Think of Brickwalls as a test. A preliminary round before the actual fighting. You force them past your wall before they get to actually do battle with you.
This is it exactly. Or more wordily, a brick wall is a "you must be this tall to ride this attraction" sign. I see you have a little Yoshi badge (Opfer), so take Yoshi's ledge-camped up-B. You get some invincibility frames for grabbing the ledge and you just pelt them with projectiles that do pretty decent damage. If you enter a match against someone who has no clue how to deal with this tactic, you could repeatedly use it -- possibly even to the point of winning by relying almost exclusively on ledge-camped eggs. The tactic of "edge-camped eggs forever" is a brick wall: if your opponent cannot get surpass it, they cannot "actually" fight you. They weren't good enough to ride the "have a normal battle" attraction.

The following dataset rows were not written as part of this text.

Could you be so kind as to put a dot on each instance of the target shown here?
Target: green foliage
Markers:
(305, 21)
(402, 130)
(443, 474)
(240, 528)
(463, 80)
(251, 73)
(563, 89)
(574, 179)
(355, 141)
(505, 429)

Some would call this "spamming", or "being cheap", and by their definitions, they are probably correct. And you may choose to avoid spamming or being cheap: maybe you are playing for fun, or playing to learn, or playing to please the crowd, or playing for some other reason. But if you are playing to
win, if winning is your primary and only goal, and you can win via a brick wall, then **** son, you construct that brick wall and you win with it.
But maybe your opponent is good enough to answer Yoshi's ledge-camped eggs. At this point you can pull out another brick wall (if you have one), like the pivot-grab vs any ground approach and the u-smash vs any air approach. And if your opponent cannot beat this new brick wall, then (again) you've basically won the match.
If your opponent can answer or beat all your brick walls, then you have to "actually" fight them. You can certainly still use pivot-grabs, u-smashes, and eggs from the ledge, and you likely will do all these things even multiple times in a row, but you (probably) will not try to restrict the match to one of those brick walls again. Thus the answer to your question "So how do brickwalls work against players that already know how to deal with them?" is "they don't". If your opponent can prevent you from turning the Brawl match into a "try to get around my ledge-camped eggs!" minigame, then you must fight them on more even footing.